Приемник издал еще один тяжелый вздох. Волосатый оставался неподвижным. Ружин хлопнул себя по лбу и разразился бурным идиотским смехом. Куда веселее: клиент пернул прямо в микрофон! Хорошо, что передается только звук, а то без противогаза пришлось бы совсем худо.
Но смех – смехом, а что-то Ружину все равно не понравилось. Что-то со звуком. Что – он точно сказать не мог, но присутствовало нечто неправильное. Внимательно осмотрев приемник, он сообразил: звук шел совсем не оттуда, откуда ему полагалось идти. Ружин поднес аппарат к уху и понял, что не ошибся. Большой динамик, расположенный аккурат над ручками настройки, при внимательном рассмотрении оказался бутафорией. Звук передавали два других, маленьких, расположенных по бокам.
Ружин нахмурился. Он доподлинно знал, что в такой технике за красотой гонятся в последнюю очередь, главное – удобство и функциональность. Никаких декораций здесь и близко быть не должно, это такой же нонсенс, как беременный мужик. Динамик, хоть и не рабочий, был приделан не зря. Этому была причина, и Ружин, мысленно закатав рукава, принялся доискиваться ее.
И нашел. Маленькая кнопочка сбоку, которую он принял сначала за переключатель диапазонов, открыла крышку-динамик, и взору Олега наконец предстал экран. Махонький, – шесть на восемь, – но достаточный для того, чтобы удовлетворить его запросы.

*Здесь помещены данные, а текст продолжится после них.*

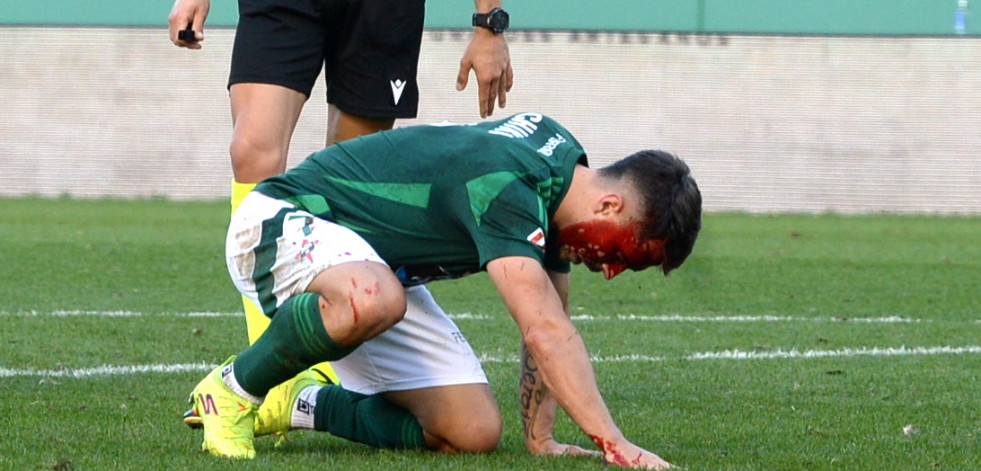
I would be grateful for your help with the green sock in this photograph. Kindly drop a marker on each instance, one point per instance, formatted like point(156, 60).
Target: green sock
point(371, 420)
point(295, 340)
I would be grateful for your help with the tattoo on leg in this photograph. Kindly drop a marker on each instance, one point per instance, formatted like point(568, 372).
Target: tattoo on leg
point(532, 389)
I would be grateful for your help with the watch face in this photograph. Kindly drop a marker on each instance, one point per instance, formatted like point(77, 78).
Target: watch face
point(499, 21)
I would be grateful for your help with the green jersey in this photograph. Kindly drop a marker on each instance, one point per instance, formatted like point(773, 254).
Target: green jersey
point(440, 201)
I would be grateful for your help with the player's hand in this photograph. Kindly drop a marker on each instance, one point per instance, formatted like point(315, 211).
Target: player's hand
point(488, 56)
point(188, 14)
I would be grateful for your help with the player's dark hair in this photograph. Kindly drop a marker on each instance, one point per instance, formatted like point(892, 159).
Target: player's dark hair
point(671, 200)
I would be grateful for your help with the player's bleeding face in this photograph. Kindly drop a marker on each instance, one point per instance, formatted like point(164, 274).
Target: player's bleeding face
point(609, 247)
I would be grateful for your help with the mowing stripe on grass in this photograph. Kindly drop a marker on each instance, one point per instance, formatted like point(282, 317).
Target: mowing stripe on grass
point(115, 370)
point(472, 316)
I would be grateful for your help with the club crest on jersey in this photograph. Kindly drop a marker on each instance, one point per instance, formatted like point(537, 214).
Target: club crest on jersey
point(519, 126)
point(537, 237)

Ружин откинулся на спинку сиденья и довольно усмехнулся. Пока все шло гладко.
10
У киллеров не принято знакомиться друг с другом и уж тем более создавать клубы по интересам. Наемные убийцы вообще стараются не распространяться о своей деятельности. Заказы поступают анонимно, оплата происходит так же. Никто из моих заказчиков не видел меня в лицо, и даже диспетчер вряд ли рискнул бы проявить ко мне больший интерес, чем того требовало исполнение заказа. А оно не требовало вообще ничего – так что и для диспетчера я оставался анонимом. Одним из – сколько у него там было исполнителей? Не знаю; меня личность диспетчера тоже слабо интересовала. Дебил Ромео, наверное, ничего этого не знал, а потому порол откровенную чушь, вызывая в своих малолетних почитателях приступы неконтролируемого восхищения, а во мне – столь же неконтролируемого смеха.
Ну, да хрен с ним, с Ромео – однажды он договорится до заточки в сердце или чего-нибудь похожего. Речь обо мне. А я, не будучи знаком за руку ни с кем из своих коллег, тем не менее, был неплохо осведомлен о методах их работы – земля слухами полнится. Я прекрасно знал, что большинство предпочитает работать на выезде. И в этом мы с ними разнились. В выгодную сторону или нет – судить не берусь, однако, предпочитая работать в знакомой обстановке, я всегда вежливо, но твердо отклонял выездные предложения. Заработал сомнительную славу домоседа, зато был твердо уверен, что, действуя в своем городе, сумею рассчитать оптимальный вариант. А вот на чужой земле едва ли смогу сделать то же. Поэтому и предпочитал не рисковать. Поэтому и не выезжал никуда.
Однако нынче я все-таки выбрался из своей конуры и, сравнивая с прежним образом жизни, отправился к черту на кулички. Не так ли? Истинно. И это было не случайно. Побег от корешков Корнийца – всего лишь предлог, очень второстепенная причина, я наконец осознал сей факт. Вряд ли они смогли бы вычислить меня – куда более серьезных людей в свое время приходилось обводить вокруг пальца. Сорить деньгами я не привык, хотя жил, особо себя не стесняя, так что полученный за последний заказ гонорар на моем образе жизни сказаться не мог. У тех, кто захотел бы отомстить за депутата-директора, просто не было зацепок.
Нет, причина заключалась в том, что меня купили слова Ружина об отпущении грехов. Вот это действительно заманчивое предложение – особенно его часть, касающаяся перемены имени-фамилии и пластической операции. Когда я говорил, что не хочу ни того, ни другого, я не кривил душой. У меня действительно отсутствовало такое желание. Но дело в том, что, как говорится, наши желания с нашими возможностями не всегда совпадают по диаметру.
По сути, Ружин предложил мне спокойную старость – когда меня не будут тревожить ни различные представители различных государственных органов, ни кто-нибудь другой, желающий вспомнить мою бурно проведенную молодость. Разве что сны по ночам, но я не был к ним настолько чувствителен, чтобы просыпаться в холодном поту с вытаращенными глазами.